Department of Pharmaceutical Sciences, Jerry H. Hodge School of Pharmacy, Texas Tech University Health Sciences Center, ARB Suite 2116, 1406 South Coulter Street, Amarillo, TX, 79106, USA.
Stem Cell Rev Rep. 2023 Nov;19(8):2886-2900. doi: 10.1007/s12015-023-10607-0. Epub 2023 Aug 29.
Transplantation of stem cells for treating neurodegenerative disorders is a promising future therapeutic approach. However, the molecular mechanism underlying the neuronal differentiation of dental pulp-derived stem cells (DPSC) remains inadequately explored. The current study aims to define the regulatory role of KLF2 (Kruppel-like factor 2) during the neural differentiation (ND) of DPSC.
We first investigated the transcriptional and translational expression of KLF2, autophagy, and mitophagy-associated markers during the ND of DPSC by using quantitative RT-PCR and western blot methods. After that, we applied the chemical-mediated loss- and gain-of-function approaches using KLF2 inhibitor, GGPP (geranylgeranyl pyrophosphate), and KLF2 activator, GGTI-298 (geranylgeranyl transferase inhibitor-298) to delineate the role of KLF2 during ND of DPSC. The western blot, qRT-PCR, and immunocytochemistry were performed to determine the molecular changes during ND after KLF2 deficiency and KLF2 sufficiency. We also analyzed the oxygen consumption rate (OCR) and the extracellular acidification rate (ECAR) using the Seahorse XFe24 analyzer.
Our study demonstrated that the expression level of KLF2, autophagy, and mitophagy-associated markers were significantly elevated during the ND of DPSC. Next, we found that the KLF2 inhibitor, GGPP significantly reduced the ND of DPSC. Inversely, KLF2 overexpression accelerated the molecular phenomenon of DPSC's commitment towards ND, indicating the crucial role of KLF2 in neurogenesis. Moreover, we found that the KLF2 positively regulated autophagy, mitophagy, and the Wnt5a signaling pathway during neurogenesis. Seahorse XFe24 analysis revealed that the ECAR and OCR parameters were significantly increased during ND, and inhibition of KLF2 marginally reversed them towards DPSC's cellular bioenergetics.

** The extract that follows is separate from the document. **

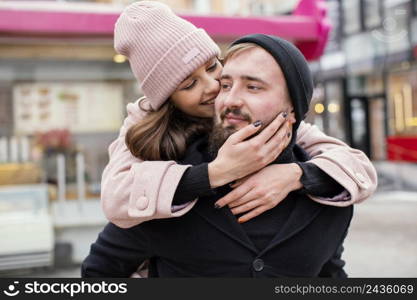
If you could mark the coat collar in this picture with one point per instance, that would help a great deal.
(223, 220)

However, KLF2 overexpression shifted the cellular energy metabolism toward the quiescent stage.
Collectively, our findings provide the first evidence that the KLF2 critically regulates the neurogenesis of DPSC by inducing autophagy and mitophagy.
干细胞移植治疗神经退行性疾病是一种很有前途的未来治疗方法。然而,牙髓干细胞(DPSC)向神经元分化的分子机制仍未得到充分探索。本研究旨在确定 KLF2(Kruppel 样因子 2)在 DPSC 神经分化(ND)过程中的调控作用。

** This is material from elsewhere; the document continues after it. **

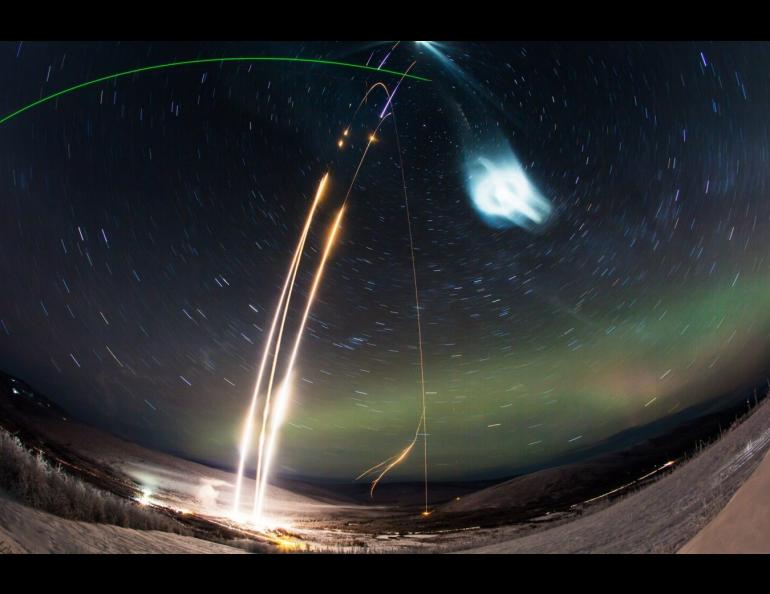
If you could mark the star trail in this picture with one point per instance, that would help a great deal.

我们首先通过定量 RT-PCR 和 Western blot 方法研究了 KLF2、自噬和线粒体自噬相关标志物在 DPSC 向神经元分化过程中的转录和翻译表达。然后,我们应用 KLF2 抑制剂 GGPP(香叶基香叶基焦磷酸)和 KLF2 激活剂 GGTI-298(法尼基转移酶抑制剂-298)的化学介导的基因缺失和过表达方法,来描绘 KLF2 在 DPSC 向神经元分化过程中的作用。在 KLF2 缺乏和 KLF2 充足的情况下进行 Western blot、qRT-PCR 和免疫细胞化学分析,以确定 ND 过程中的分子变化。我们还使用 Seahorse XFe24 分析仪分析了耗氧率(OCR)和细胞外酸化率(ECAR)。
我们的研究表明,KLF2、自噬和线粒体自噬相关标志物的表达水平在 DPSC 的 ND 过程中显著升高。接下来,我们发现 KLF2 抑制剂 GGPP 显著降低了 DPSC 的 ND。相反,KLF2 的过表达加速了 DPSC 向 ND 分化的分子现象,表明 KLF2 在神经发生中的关键作用。此外,我们发现 KLF2 正向调节神经发生过程中的自噬、线粒体自噬和 Wnt5a 信号通路。 Seahorse XFe24 分析显示,ND 过程中 ECAR 和 OCR 参数显著增加,而 KLF2 抑制则使它们向 DPSC 的细胞生物能量学方向略有逆转。然而,KLF2 的过表达将细胞能量代谢向静止期转移。
总之,我们的研究结果首次提供了证据,表明 KLF2 通过诱导自噬和线粒体自噬,对 DPSC 的神经发生起关键调节作用。